I recently went away for two weeks and came back home to find over 8,000 e-mail messages waiting for me, 99.99% of which were spam. If ever there were doubts in my mind that I needed to get a life-long prescription for Viagra, a penis enhancement, lose fifty pounds, and have a fling at barnyard sex, they are gone.   Giving in to the spammers may be the only way left to get rid of this incredible new and awful intrusion into my life.

I didn't take my laptop with me during this two-week trip to Europe because I (correctly) feared being overwhelmed by a very expensive dial-up deluge when I logged in from overseas to check my e-mail. And since coming back home and downloading this megaton of junk the highly sophisticated anti-spam filter on my MacOS X system is now slowly going out of its mind and is in danger of collapsing from sensory spam overload. Worse, I also deleted important messages from my inbox because my own sensory system failed after repeatedly pecking the delete key like some crazed pigeon in a Wonder Bread feeding frenzy.

The Internet is rapidly approaching cardiac arrest. It's T3 coronary arteries are being clogged up by fatty cholesterol e-junk in quantities that will soon surpass all known matter in the universe. In all of the bleak and scary futuristic scenarios envisioned by sci-fi authors like William Gibson, et al, none of them talked about a simple and mundane thing like spam crashing down our shiny chrome cyber-life. And when all the dot coms were being funded during the halcyon go-go IPO 90's, did any of their business plans mention that their spiffy new on-line efforts might be rendered useless and undone by hordes of slime ball spammers? I doubt it. That's the problem with trying to predict the future--Everyone almost always gets it wrong.

Meanwhile, the Federal Trade Commission has finally decided to turn up the heat on junk phone calls from telemarketers with its launch of the National Do Not Call Registry . Sign up, list all the numbers you don't want being annoyed on during supper time or any other time, and the junk phone callers must stay away--or else face stiff Federal fines. So how come we also don't have a National Do Not E-Mail Registry?

The answers to that are numerous and complex. A phone call still requires a more or less physical place of origin that can be easily tracked down. Spammers, on the other hand, can hide in plain sight, literally right under your nose as they can surreptitiously hijack your PC and make it a spam relay station for millions of junk e-mails.   You are especially targeted and vulnerable if you have an always-on broadband connection.   If the bastards nail you, about the only thing you might notice is a small slow down in PC performance. Meanwhile, congratulations, you have just been shanghaied into the all-volunteer spammer army. (Do yourself an anti-spammer relay favor and get a good firewall program like Norton Firewall or Zone Alarm, and also install a spyware detector like Ad-Aware from Lavasoft, ).

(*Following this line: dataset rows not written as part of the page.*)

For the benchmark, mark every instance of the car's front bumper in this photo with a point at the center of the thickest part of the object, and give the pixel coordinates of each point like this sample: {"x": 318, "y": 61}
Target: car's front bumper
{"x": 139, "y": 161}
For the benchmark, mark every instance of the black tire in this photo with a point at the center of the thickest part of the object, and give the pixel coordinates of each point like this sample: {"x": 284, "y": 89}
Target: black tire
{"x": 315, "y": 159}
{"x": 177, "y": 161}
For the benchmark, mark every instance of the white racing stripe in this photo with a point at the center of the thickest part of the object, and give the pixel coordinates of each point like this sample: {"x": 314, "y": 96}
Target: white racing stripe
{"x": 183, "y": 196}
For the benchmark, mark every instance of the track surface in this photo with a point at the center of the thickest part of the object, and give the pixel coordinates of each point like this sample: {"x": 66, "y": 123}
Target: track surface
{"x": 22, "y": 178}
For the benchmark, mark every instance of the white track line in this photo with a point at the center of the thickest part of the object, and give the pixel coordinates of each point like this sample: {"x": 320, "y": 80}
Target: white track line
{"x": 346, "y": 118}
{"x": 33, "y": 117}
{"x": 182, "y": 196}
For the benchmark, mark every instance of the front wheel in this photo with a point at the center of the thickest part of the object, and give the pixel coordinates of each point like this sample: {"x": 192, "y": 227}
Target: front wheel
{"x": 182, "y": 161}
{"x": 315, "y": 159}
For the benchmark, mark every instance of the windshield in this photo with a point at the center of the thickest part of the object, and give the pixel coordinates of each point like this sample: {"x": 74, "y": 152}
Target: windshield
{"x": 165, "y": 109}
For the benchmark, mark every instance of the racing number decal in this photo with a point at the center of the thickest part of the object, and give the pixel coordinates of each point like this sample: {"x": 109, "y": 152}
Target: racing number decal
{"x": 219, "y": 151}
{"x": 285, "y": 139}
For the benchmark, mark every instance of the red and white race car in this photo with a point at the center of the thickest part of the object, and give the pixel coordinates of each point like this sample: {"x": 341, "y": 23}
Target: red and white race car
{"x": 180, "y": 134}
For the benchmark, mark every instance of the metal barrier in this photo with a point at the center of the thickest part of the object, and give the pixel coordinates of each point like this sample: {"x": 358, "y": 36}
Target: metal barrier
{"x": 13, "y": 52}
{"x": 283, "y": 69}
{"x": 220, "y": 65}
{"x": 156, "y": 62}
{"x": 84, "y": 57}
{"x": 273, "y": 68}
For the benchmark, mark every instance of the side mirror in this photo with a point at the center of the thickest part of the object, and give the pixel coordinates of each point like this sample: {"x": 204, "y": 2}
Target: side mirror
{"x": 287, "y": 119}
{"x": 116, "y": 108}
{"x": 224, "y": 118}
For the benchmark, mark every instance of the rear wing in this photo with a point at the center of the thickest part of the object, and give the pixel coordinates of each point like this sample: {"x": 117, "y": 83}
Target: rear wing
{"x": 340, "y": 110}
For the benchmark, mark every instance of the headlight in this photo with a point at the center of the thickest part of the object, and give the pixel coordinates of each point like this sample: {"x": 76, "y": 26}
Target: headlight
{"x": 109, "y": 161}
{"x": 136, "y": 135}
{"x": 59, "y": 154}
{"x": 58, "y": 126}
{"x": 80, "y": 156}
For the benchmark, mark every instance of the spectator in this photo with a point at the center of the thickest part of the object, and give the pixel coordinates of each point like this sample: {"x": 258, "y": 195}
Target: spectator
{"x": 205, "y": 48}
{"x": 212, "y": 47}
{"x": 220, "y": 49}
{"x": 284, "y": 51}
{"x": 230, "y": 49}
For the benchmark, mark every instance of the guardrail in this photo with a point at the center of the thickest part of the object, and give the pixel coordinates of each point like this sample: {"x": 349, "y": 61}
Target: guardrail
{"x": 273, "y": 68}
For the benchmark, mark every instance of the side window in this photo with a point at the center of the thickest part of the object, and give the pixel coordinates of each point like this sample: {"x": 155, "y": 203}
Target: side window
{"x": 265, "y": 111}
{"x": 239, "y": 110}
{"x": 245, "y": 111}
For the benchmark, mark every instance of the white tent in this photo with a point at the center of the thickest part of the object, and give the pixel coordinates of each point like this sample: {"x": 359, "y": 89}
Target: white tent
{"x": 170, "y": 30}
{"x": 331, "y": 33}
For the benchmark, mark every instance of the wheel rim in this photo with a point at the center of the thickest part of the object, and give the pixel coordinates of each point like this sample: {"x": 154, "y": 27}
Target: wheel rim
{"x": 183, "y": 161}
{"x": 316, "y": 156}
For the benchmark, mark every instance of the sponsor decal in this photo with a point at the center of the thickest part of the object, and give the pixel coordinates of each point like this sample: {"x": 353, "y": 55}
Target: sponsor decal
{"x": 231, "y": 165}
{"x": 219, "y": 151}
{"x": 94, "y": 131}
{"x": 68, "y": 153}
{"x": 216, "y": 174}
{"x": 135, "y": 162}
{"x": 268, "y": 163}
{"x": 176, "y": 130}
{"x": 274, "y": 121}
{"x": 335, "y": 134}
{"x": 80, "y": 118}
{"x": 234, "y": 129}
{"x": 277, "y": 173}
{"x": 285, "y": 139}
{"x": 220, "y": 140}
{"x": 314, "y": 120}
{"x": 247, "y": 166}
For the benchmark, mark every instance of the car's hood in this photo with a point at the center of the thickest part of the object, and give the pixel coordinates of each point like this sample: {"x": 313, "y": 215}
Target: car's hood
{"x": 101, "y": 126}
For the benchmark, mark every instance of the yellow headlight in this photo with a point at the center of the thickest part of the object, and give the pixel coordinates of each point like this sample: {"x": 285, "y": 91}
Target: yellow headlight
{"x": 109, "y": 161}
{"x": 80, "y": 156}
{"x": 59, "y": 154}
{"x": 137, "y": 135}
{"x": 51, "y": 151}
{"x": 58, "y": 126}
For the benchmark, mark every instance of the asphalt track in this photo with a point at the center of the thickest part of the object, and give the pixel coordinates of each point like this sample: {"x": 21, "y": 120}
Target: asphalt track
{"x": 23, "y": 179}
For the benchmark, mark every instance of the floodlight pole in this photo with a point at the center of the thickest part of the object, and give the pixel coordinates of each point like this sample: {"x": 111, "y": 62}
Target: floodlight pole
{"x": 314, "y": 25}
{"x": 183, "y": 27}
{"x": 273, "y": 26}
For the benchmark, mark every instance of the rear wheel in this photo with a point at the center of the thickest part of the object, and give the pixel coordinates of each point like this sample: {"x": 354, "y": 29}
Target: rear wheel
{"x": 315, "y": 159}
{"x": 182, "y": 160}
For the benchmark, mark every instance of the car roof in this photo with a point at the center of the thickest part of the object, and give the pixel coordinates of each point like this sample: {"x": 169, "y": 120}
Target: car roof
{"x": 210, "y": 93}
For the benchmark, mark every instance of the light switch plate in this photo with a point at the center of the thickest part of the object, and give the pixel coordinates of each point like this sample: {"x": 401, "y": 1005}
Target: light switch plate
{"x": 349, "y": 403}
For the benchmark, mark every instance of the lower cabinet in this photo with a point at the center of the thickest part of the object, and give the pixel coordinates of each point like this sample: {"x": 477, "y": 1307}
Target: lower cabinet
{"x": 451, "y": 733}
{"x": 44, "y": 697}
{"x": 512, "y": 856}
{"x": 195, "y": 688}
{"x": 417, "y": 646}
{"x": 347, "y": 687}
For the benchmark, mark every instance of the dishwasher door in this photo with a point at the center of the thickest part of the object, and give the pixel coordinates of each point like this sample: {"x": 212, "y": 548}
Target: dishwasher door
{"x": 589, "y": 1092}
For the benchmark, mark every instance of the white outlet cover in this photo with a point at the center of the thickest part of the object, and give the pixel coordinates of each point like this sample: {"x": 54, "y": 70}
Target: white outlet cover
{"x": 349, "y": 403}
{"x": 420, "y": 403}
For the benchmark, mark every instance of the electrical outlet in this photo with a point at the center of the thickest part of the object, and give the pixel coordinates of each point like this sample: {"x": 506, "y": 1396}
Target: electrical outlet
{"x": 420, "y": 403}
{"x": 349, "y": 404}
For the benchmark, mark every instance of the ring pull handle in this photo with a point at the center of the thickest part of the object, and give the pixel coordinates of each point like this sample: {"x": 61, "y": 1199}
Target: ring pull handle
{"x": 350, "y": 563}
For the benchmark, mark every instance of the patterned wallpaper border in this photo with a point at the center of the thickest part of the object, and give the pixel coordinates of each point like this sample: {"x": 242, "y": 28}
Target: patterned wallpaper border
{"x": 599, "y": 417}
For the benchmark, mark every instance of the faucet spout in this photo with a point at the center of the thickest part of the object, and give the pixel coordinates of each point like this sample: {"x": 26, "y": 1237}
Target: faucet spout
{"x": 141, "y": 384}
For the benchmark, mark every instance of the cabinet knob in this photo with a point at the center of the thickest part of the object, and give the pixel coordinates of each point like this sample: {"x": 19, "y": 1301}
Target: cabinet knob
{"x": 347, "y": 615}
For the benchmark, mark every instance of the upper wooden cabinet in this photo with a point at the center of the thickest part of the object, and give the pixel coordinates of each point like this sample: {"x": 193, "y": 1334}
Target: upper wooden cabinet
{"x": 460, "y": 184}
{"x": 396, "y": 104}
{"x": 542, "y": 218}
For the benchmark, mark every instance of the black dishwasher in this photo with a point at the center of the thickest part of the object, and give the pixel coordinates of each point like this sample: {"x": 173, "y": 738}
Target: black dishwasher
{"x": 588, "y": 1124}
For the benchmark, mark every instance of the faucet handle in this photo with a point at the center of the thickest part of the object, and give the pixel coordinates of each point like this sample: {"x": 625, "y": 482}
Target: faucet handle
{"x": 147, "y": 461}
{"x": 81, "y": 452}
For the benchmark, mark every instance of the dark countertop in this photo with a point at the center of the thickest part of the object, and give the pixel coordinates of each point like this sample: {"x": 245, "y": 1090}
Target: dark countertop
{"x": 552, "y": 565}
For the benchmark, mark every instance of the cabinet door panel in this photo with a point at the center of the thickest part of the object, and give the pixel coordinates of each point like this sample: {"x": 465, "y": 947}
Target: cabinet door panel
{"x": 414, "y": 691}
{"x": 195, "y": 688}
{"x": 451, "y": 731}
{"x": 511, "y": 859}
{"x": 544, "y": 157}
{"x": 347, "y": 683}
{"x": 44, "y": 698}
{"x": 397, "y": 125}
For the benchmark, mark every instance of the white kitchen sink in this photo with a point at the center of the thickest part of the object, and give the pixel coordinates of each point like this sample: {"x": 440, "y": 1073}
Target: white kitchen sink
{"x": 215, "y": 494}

Meanwhile, various folks from different telemarketing associations are currently popping up on TV proclaiming that with the advent of the FTC's Do Not Call registry they may now start using e-mail to target their zillions of messages at hapless consumers. Close one big sewer pipe and the garbage just gets rerouted to another, so now we can look forward to even greater torrents of spam coming our way.

I am thinking of starting up a 10 most wanted spammer list. Their punishment will be that once they are discovered and found guilty their punishment will be to sit in a room and be forced to manually delete every single junk mail passing through the Internet. And oh yeah, they also must pick up the constantly ringing phone and listen to a sales pitch about that great land deal in a Florida swamp. Hey, wait a minute, that's what I am doing now! If Dante were still alive he would be busily using his word processor to cook up another circle of hell, provided, of course, he somehow found the free time between annoying interruptions to write it.